Robots That Show Their Softer Side
Inside a former organ factory in San Francisco, Della Shea is building a robot with a sewing machine. She works for Pneubotics, one of a growing number of startups designing softer automatons capable of flexible movements—and, perhaps, daily interaction with humans. “Right now our process looks more like tailoring than engineering,” says Pneubotics co-founder Saul Griffith, pointing to the thick vinyl material on the sewing machine operated by Shea, whose official title is “sewboticist.”
Many of tomorrow’s robots may have more in common with beanbag chairs and bouncy houses than the hulking industrial arms in factories today. Breakthroughs in the nascent field of soft robotics, in which steel skeletons and power-hungry motors make way for textiles, are beginning to move from the laboratory to the startup world.
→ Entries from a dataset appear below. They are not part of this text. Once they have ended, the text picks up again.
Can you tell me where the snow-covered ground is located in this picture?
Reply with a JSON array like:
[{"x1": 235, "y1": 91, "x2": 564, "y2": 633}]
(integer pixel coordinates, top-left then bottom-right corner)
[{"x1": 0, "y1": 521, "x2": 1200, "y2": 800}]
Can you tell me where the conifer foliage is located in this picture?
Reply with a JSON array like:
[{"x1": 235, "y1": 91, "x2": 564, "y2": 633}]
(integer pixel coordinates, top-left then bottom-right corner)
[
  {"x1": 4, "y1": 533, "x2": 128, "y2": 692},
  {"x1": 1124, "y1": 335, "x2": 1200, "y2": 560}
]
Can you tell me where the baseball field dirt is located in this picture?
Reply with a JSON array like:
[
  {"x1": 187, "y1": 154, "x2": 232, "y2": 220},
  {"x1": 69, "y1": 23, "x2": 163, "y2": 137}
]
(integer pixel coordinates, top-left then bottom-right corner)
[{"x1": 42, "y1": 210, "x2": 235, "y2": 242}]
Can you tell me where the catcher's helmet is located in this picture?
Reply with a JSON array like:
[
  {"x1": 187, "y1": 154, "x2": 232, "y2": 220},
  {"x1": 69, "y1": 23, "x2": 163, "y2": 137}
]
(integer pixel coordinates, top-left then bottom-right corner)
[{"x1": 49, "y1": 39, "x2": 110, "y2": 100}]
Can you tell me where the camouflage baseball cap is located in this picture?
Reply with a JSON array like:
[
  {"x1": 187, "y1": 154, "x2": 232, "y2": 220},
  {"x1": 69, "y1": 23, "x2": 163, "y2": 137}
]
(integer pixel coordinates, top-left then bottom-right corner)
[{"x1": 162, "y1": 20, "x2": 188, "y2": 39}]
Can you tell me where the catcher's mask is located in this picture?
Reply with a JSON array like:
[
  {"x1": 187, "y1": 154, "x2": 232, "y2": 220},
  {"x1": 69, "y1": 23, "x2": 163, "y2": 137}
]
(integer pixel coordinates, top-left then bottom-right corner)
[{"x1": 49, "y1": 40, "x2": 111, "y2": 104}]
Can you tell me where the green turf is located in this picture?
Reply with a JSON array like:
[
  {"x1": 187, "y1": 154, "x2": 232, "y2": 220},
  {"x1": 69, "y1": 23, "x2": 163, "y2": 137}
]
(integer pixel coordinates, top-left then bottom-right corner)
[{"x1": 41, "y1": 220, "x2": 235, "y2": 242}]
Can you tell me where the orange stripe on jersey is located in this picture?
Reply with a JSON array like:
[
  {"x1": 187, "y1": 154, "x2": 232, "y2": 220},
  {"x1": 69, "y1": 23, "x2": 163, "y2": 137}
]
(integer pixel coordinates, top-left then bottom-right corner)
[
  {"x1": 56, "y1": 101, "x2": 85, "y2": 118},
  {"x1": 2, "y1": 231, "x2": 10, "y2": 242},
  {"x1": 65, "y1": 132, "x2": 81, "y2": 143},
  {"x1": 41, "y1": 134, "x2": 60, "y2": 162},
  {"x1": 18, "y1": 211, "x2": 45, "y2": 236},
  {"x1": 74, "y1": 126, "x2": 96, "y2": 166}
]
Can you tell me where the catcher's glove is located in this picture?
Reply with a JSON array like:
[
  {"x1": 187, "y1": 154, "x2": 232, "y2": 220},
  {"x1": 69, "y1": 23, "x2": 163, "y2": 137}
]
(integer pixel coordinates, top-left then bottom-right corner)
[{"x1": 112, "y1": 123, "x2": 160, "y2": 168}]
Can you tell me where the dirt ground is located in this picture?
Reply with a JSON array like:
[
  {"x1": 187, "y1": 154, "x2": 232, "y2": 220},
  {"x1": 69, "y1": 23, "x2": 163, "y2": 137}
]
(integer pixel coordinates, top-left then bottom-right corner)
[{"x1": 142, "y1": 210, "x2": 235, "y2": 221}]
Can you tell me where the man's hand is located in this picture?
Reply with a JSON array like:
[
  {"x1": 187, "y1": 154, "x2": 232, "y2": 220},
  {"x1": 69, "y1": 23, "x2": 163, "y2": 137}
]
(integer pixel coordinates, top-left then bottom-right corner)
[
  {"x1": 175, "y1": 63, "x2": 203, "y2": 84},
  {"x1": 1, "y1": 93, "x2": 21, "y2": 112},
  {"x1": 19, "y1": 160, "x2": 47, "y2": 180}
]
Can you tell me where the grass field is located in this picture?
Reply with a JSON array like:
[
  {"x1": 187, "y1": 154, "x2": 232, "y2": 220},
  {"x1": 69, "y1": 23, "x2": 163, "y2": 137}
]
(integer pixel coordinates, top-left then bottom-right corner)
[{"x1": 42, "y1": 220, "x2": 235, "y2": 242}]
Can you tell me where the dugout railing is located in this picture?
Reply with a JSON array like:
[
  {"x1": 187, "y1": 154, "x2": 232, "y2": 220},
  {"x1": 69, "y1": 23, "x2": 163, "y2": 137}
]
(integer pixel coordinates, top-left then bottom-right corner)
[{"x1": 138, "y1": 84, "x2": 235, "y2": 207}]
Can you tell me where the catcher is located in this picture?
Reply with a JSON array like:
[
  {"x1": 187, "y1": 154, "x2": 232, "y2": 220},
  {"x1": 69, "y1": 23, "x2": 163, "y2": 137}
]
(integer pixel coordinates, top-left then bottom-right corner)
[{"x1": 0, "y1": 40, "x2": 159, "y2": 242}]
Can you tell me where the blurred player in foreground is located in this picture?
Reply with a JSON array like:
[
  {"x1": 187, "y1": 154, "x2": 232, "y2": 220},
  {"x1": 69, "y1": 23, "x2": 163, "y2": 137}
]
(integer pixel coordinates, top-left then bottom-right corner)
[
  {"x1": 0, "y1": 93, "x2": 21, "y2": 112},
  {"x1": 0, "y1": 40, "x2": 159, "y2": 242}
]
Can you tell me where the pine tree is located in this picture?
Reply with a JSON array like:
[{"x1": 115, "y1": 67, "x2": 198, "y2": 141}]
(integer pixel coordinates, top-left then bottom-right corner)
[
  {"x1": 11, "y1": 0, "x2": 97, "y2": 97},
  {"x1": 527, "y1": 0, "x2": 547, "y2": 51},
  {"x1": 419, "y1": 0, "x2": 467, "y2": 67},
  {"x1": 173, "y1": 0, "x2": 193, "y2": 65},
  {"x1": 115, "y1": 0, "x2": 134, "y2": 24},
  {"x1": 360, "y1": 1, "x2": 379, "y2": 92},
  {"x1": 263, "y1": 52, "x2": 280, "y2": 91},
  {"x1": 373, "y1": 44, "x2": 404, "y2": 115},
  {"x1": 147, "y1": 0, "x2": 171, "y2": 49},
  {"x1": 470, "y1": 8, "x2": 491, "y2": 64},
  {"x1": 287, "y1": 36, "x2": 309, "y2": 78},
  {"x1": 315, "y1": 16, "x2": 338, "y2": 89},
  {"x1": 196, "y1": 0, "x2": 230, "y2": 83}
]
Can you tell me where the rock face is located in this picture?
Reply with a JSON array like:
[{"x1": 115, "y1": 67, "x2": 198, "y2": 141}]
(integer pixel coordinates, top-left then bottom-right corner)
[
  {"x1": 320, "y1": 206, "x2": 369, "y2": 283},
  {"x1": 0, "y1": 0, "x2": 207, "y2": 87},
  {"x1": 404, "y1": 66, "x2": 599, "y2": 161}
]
Imagine an octopuslike robot that can squirm through rubble at a disaster site but has the strength to pull bricks off an injured person. Or a machine that can safely place an elderly person in bed. Several companies are working on these problems, frequently working from research sponsored by the U.S. Defense Advanced Research Projects Agency (Darpa), the Pentagon arm that seeks and funds futuristic technology. “Soft robotics has the potential to influence all kinds of robotic and machine design,” says Gerald Van Hoy, an analyst at market research firm Gartner. “It’s a key development in the evolution of robotics.”